Before the numbers, the framing — because the numbers don't mean the same
thing across rows.
Apples and oranges¶
Two things called "throughput" are being measured here:
- Bytes-per-second on the wire. How fast a process can serialize and push records to Kinesis. No knowledge of which records succeeded.

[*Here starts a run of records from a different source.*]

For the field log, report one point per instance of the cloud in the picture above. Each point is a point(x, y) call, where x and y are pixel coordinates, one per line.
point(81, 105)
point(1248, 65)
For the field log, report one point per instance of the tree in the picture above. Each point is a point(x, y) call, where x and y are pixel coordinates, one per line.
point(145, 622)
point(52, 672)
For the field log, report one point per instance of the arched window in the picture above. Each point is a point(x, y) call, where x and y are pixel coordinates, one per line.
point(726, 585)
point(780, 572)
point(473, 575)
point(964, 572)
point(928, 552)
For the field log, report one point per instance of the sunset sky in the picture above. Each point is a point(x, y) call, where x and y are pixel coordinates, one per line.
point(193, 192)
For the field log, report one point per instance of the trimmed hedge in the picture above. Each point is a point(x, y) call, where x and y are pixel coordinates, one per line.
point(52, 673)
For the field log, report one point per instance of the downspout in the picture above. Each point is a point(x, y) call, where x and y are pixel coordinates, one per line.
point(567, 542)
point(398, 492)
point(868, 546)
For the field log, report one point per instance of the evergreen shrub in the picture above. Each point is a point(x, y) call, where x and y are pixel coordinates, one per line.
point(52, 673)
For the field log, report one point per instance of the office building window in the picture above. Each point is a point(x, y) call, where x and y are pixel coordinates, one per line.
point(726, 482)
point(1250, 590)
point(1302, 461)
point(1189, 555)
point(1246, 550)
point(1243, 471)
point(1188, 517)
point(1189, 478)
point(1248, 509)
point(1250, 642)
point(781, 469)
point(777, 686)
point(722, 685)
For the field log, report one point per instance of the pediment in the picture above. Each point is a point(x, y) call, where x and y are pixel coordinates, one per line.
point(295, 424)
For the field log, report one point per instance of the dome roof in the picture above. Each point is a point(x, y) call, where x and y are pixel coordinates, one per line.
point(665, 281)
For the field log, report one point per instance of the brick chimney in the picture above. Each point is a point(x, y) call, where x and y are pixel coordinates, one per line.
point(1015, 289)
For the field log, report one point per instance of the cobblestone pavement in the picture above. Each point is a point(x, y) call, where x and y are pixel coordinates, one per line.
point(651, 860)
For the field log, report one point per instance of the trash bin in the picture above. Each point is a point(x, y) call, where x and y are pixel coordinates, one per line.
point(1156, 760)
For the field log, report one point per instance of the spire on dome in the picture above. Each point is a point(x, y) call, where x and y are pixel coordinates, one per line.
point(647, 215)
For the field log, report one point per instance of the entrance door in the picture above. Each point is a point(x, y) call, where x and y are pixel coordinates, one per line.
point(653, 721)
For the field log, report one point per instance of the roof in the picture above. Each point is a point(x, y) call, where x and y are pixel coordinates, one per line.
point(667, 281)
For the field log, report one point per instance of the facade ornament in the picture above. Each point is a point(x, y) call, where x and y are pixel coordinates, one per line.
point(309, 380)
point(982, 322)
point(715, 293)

- Records-with-confirmation-per-second. How fast a process can submit
a record AND receive its
sequence_numberback from Kinesis.
These are different products. The Python ecosystem has tools for the
first (aws-kinesis-agg + boto3, raw boto3.put_records). aiokpl is the
only thing that ships the second.
| Variant | Per-record outcomes? | Retry on failure? | Shard prediction? | Backpressure? |
|---|---|---|---|---|
aiokpl async agg=on (confirmed) |
✅ | ✅ | ✅ | ✅ |
aiokpl async agg=on (fire-and-forget) |
❌ | ✅ | ✅ | ✅ |
aiokpl async agg=off |
✅ | ✅ | ✅ | ✅ |
aiokpl sync agg=on |
✅ | ✅ | ✅ | ✅ |
boto3.put_records (batched) |
❌ (batch-level only) | ❌ | ❌ | ❌ |
aws-kinesis-agg + boto3 |
❌ | ❌ | ❌ | ❌ |
Read the throughput table with the columns above open in the other tab. "Rps" rows in the same table are not strictly comparable.
Throughput¶
20 000 records of 200 bytes each, single shard, end-to-end against
etspaceman/kinesis-mock:0.5.2 in Docker on loopback. The boto3 variants
ran with reduced N because they saturate kinesis-mock's CPU above
~200 rps; see caveats.
| Variant | Records | Elapsed | Throughput |
|---|---|---|---|
aws-kinesis-agg + boto3 (no outcomes, no retries) |
10 000 | 0.35 s | 28 960 rps |
aiokpl async agg=on (fire-and-forget) |
20 000 | 2.15 s | 9 296 rps |
aiokpl async agg=on (confirmed) |
20 000 | 2.33 s | 8 572 rps |
aiokpl sync agg=on (confirmed) |
20 000 | 5.24 s | 3 820 rps |
aiokpl async agg=off (per-record PutRecords) |
20 000 | 94.81 s | 211 rps |
boto3.put_records (batched 500) |
2 000 | 15.76 s | 127 rps |
Reading the numbers honestly¶
1 — aws-kinesis-agg + boto3 wins on raw throughput. By 3×.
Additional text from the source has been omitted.